Las emociones tienen la respuesta: cuanto mayor es la intensidad emocional vinculada a un acontecimiento o a una persona, más férrea es la posición. Así pasa que, por más irracional que parezca, por más evidencias que demuestren lo contrario, seguimos «erre que erre». Dos razones fundamentales lo explican:

  1. La comodidad; el esfuerzo no compensa.

  2. El miedo; miedo a exponerme a las consecuencias del derribo de las propias convicciones.

En estas dos categorías estamos todos, incluidas las personas «cultivadas», sí, pero carentes de humildad intelectual.

¿Qué podemos hacer?

Primero, reconocer esta tendencia. Por más que quiera mostrarme como una persona abierta, tolerante, amable, simpática, con «buen talante» como diría aquél, tengo prejuicios y los tendré… ¡siempre!

Segundo, entender que esta tendencia también es necesaria para vivir; de otra forma estaría cambiando de criterio todos los días.
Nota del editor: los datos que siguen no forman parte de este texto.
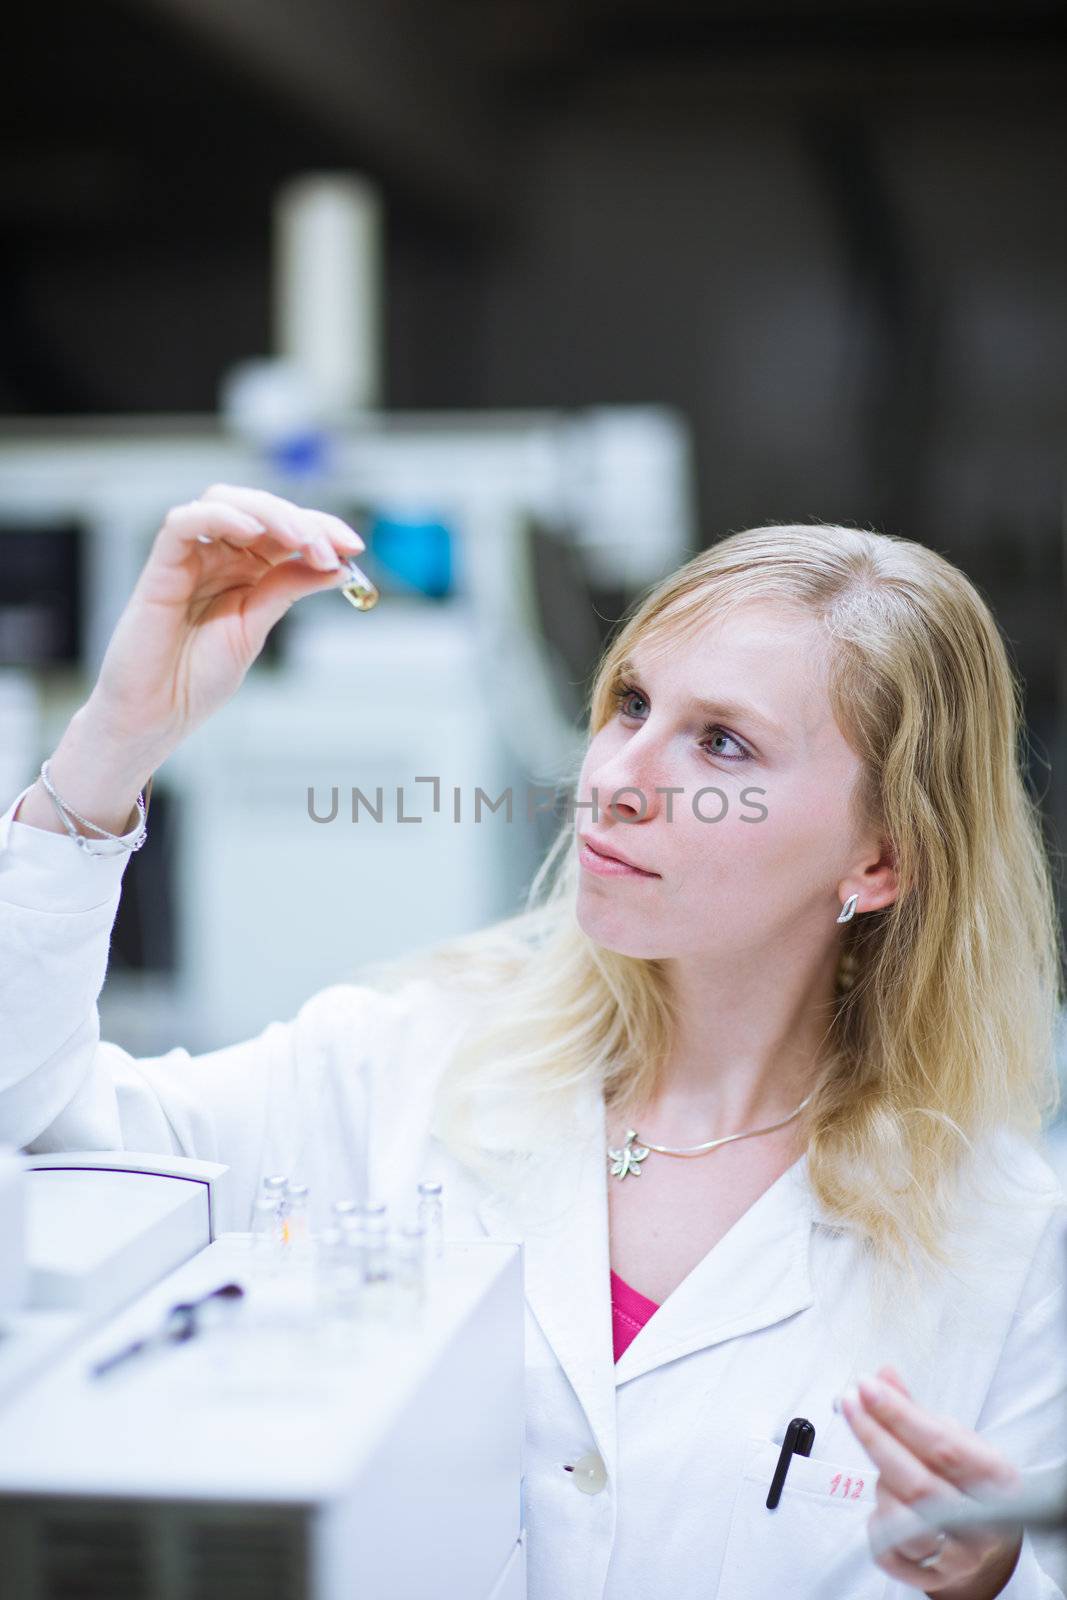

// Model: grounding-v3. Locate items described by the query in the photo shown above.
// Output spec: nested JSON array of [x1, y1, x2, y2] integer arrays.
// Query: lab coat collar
[[475, 1076, 823, 1480]]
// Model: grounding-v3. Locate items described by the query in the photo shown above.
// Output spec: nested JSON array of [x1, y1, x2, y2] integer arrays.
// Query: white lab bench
[[0, 1153, 527, 1600]]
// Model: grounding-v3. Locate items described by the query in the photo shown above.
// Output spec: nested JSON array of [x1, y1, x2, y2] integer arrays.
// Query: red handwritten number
[[828, 1473, 865, 1499], [852, 1479, 864, 1499], [830, 1473, 840, 1495]]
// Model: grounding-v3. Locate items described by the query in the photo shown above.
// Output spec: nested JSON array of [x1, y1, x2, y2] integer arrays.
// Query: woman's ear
[[870, 836, 900, 909], [841, 835, 899, 914]]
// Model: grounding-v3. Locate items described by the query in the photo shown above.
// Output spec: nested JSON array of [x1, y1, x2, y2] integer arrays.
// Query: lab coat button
[[569, 1451, 608, 1494]]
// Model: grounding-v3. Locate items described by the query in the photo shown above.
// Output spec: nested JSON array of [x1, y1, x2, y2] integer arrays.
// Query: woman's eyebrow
[[616, 657, 791, 745]]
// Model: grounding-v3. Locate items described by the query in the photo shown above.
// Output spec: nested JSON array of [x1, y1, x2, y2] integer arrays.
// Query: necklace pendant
[[607, 1129, 650, 1181]]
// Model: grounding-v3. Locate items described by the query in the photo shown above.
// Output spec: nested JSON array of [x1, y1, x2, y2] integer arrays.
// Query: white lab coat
[[2, 783, 1066, 1600]]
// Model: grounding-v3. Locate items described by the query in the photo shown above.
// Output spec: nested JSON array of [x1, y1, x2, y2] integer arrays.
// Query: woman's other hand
[[839, 1364, 1025, 1596]]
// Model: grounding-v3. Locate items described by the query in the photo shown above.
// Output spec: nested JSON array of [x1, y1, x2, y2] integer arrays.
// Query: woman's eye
[[702, 726, 749, 763], [611, 684, 749, 763], [618, 690, 646, 718]]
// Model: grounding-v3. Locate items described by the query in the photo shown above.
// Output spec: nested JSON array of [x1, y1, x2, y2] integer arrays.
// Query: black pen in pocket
[[766, 1417, 816, 1509]]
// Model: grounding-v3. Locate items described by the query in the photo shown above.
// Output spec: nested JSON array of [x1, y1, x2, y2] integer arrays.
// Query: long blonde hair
[[359, 522, 1064, 1305]]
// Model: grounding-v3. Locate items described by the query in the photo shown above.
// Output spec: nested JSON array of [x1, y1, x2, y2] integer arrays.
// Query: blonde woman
[[2, 486, 1064, 1600]]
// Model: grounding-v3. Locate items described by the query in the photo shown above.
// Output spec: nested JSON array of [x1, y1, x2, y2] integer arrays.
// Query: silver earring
[[836, 893, 858, 924]]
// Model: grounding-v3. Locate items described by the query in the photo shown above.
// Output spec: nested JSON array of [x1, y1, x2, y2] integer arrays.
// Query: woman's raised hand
[[87, 484, 364, 766]]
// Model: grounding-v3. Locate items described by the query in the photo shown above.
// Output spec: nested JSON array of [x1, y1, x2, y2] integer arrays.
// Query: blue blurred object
[[369, 513, 453, 599], [266, 429, 333, 477]]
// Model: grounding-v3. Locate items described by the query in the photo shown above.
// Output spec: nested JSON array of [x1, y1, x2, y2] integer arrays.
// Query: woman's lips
[[578, 837, 658, 878]]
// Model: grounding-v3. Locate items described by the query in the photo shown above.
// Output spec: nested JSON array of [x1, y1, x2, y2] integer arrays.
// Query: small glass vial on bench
[[416, 1179, 444, 1263]]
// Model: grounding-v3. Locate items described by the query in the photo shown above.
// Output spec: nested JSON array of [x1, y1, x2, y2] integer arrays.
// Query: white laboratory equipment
[[0, 1150, 229, 1408], [0, 1144, 28, 1317], [0, 1149, 526, 1600], [0, 406, 696, 1055]]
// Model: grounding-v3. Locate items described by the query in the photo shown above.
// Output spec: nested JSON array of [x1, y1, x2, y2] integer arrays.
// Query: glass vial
[[259, 1173, 288, 1221], [361, 1211, 394, 1323], [340, 558, 379, 611], [315, 1225, 363, 1331], [416, 1179, 444, 1262], [284, 1182, 311, 1254], [393, 1221, 428, 1327], [251, 1174, 289, 1271]]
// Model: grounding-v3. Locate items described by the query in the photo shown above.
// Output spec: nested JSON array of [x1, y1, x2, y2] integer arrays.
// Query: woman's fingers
[[849, 1376, 1020, 1499], [239, 554, 353, 645], [152, 495, 339, 574], [305, 505, 366, 553], [152, 497, 314, 571], [873, 1479, 953, 1567], [870, 1480, 992, 1587], [843, 1384, 967, 1512], [157, 499, 268, 552], [842, 1377, 1023, 1588], [200, 483, 365, 565]]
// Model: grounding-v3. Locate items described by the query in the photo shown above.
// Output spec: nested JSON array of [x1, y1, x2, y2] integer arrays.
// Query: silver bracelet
[[39, 758, 149, 857]]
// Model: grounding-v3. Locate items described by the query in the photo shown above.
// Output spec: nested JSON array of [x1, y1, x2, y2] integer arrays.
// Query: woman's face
[[574, 600, 887, 962]]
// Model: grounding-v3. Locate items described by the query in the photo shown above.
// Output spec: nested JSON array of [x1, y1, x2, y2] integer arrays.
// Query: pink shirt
[[610, 1268, 661, 1361]]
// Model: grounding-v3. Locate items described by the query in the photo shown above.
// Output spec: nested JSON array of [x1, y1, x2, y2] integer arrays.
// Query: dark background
[[4, 0, 1065, 897]]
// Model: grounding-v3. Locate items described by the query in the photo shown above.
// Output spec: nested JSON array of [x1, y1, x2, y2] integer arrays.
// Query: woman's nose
[[588, 743, 664, 823]]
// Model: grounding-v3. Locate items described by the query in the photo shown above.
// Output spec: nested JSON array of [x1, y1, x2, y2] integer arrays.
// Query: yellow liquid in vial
[[340, 559, 379, 611]]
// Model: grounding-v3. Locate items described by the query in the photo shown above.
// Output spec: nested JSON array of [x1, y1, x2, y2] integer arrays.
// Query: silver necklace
[[607, 1091, 815, 1180]]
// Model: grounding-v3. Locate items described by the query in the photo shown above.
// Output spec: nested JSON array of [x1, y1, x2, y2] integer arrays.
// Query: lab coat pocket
[[714, 1434, 890, 1600]]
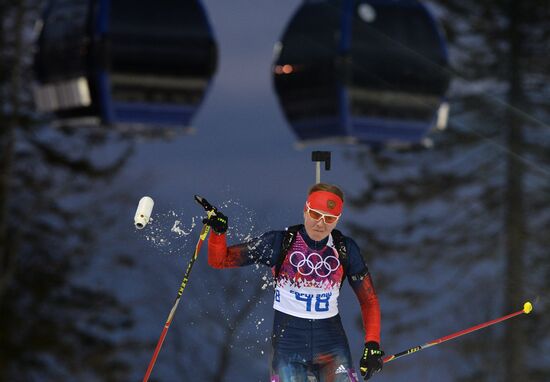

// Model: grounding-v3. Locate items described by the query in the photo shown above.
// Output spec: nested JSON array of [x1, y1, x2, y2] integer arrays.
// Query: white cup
[[134, 196, 154, 229]]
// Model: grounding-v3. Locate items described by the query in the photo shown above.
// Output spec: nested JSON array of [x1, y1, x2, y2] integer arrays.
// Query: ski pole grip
[[194, 195, 216, 213]]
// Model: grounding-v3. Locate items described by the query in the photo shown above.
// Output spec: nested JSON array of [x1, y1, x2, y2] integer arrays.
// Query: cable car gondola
[[273, 0, 450, 147], [33, 0, 218, 129]]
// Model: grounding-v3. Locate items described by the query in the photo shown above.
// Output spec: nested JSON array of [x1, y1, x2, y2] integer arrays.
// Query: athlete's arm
[[207, 231, 283, 269], [346, 238, 381, 344], [350, 273, 381, 344]]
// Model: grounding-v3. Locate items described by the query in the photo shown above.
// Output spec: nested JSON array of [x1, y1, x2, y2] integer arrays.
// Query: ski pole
[[142, 196, 216, 382], [383, 301, 534, 364]]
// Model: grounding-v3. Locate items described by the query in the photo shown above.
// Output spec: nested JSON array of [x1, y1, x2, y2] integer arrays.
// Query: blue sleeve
[[345, 237, 371, 282], [227, 230, 284, 267]]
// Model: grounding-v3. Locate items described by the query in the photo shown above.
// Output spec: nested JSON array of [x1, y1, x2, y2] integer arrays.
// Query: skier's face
[[303, 206, 339, 241]]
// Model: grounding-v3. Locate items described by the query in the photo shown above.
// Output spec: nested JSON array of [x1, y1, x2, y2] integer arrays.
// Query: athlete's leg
[[270, 359, 309, 382], [271, 312, 312, 382], [314, 351, 358, 382], [312, 315, 359, 382]]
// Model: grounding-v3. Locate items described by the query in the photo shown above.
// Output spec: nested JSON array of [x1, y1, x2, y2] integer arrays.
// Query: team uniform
[[208, 225, 381, 382]]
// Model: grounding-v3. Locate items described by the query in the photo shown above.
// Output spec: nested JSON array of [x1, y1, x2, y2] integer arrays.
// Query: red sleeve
[[207, 232, 247, 268], [351, 274, 381, 344]]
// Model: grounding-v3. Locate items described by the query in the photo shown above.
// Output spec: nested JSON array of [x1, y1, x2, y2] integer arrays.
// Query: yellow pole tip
[[523, 302, 533, 314]]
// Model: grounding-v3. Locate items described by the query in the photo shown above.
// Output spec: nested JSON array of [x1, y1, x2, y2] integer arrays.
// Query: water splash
[[171, 217, 196, 236], [135, 196, 276, 359], [139, 209, 202, 256]]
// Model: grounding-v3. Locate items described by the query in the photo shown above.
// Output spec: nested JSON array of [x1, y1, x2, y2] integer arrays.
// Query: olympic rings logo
[[289, 251, 340, 278]]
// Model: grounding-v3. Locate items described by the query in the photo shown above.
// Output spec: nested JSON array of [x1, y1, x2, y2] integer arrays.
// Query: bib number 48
[[294, 292, 332, 312]]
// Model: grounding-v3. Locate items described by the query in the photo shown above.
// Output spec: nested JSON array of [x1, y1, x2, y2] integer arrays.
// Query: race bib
[[273, 234, 343, 319]]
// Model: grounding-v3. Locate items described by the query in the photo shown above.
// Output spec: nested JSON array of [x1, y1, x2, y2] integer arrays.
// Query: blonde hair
[[308, 183, 344, 202]]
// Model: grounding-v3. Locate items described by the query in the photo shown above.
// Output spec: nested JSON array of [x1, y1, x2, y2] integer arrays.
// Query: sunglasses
[[305, 202, 340, 224]]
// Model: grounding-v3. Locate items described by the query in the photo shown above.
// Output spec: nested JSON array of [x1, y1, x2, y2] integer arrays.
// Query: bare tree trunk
[[503, 1, 526, 381], [211, 282, 264, 382], [0, 0, 24, 304]]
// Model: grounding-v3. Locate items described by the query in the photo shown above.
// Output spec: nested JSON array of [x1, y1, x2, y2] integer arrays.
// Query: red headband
[[305, 191, 344, 215]]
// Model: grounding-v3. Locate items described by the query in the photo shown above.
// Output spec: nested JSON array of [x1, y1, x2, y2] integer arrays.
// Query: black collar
[[299, 226, 329, 250]]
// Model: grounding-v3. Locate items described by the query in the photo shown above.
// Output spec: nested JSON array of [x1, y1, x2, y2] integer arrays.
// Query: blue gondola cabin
[[273, 0, 451, 148], [33, 0, 218, 129]]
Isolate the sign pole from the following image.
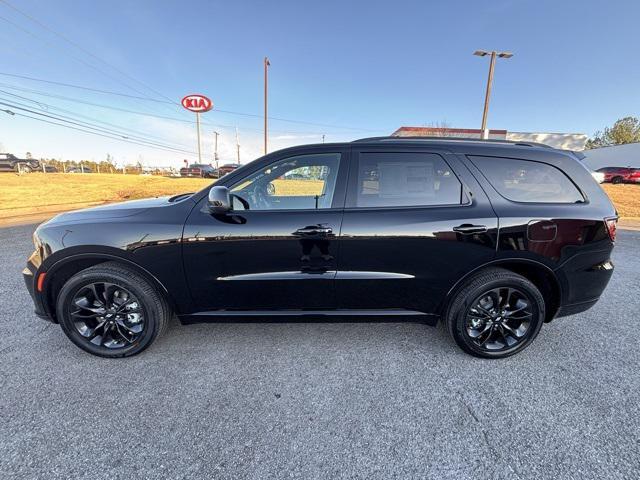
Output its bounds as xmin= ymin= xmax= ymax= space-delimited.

Eso sería agotador.

Y tercero, racionalizar. Es decir, pensar, evaluar, recapacitar. Crear nuevos senderos neuronales que expandan y flexibilicen mi forma de ver el mundo. Justo lo que nuestro joven universitario necesitaba para no quedarse con la primera impresión; esa impresión que, sólo aparentemente, confirmaba un juicio errado: que un anciano rezando el rosario es incompatible con la razón y la búsqueda de la verdad.